The vision and intentions of this “ethical and sustainable” bank were very attractive: even more than any other sector, the financial world must change.
If we want to influence the system, it is imperative to change in depth the software that manages the financial exchanges. I subscribe to such a need, and I subscribed to shares of NewB (but I did not open an account there, like too many others…).
After two years of launching, and of experimentation, we must note that the sauce does not take, or not yet… It is not a question of condemning without nuance: a bank which wants to be virtuous is obliged to compel itself to constraints that do not affect its more traditional counterparts; the competitive terrain is not equal.

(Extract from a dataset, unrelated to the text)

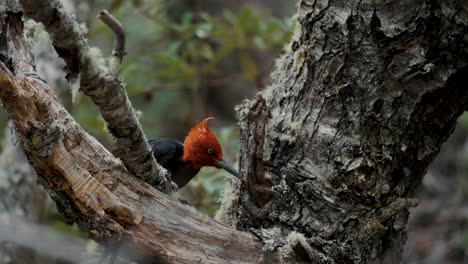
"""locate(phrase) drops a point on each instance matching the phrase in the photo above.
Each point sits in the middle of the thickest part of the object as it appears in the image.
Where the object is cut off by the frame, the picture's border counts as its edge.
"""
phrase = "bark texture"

Which, looking beyond the single NewB example, leads us to dilemmas: should we favor profitability, even if it means moving away from the initial spirit, or preserving an immaculate virtue, even if it means risking failure or bankruptcy ? Thus, we meet entrepreneurs and projects with a why very strong: a visceral desire to change a world they can no longer accept.
While I respect such a commitment to purpose, I tend to be less of a die-hard sustainability fundamentalist myself. Of course I prefer an event where you drink city water rather than plastic bottled water, but I’m not going to discredit a speaker, taken bottle in hand…
It is very difficult to change the machine from the inside… even more so if you think that it would be good for it to continue to function, and render certain services. Those who reject the whole system as a whole may not realize how much it allows key functions such as schools, hospitals, public transport…
We need companies that are moving towards “a better world”, but to do so, it is more important that they are sustainable rather than perfect.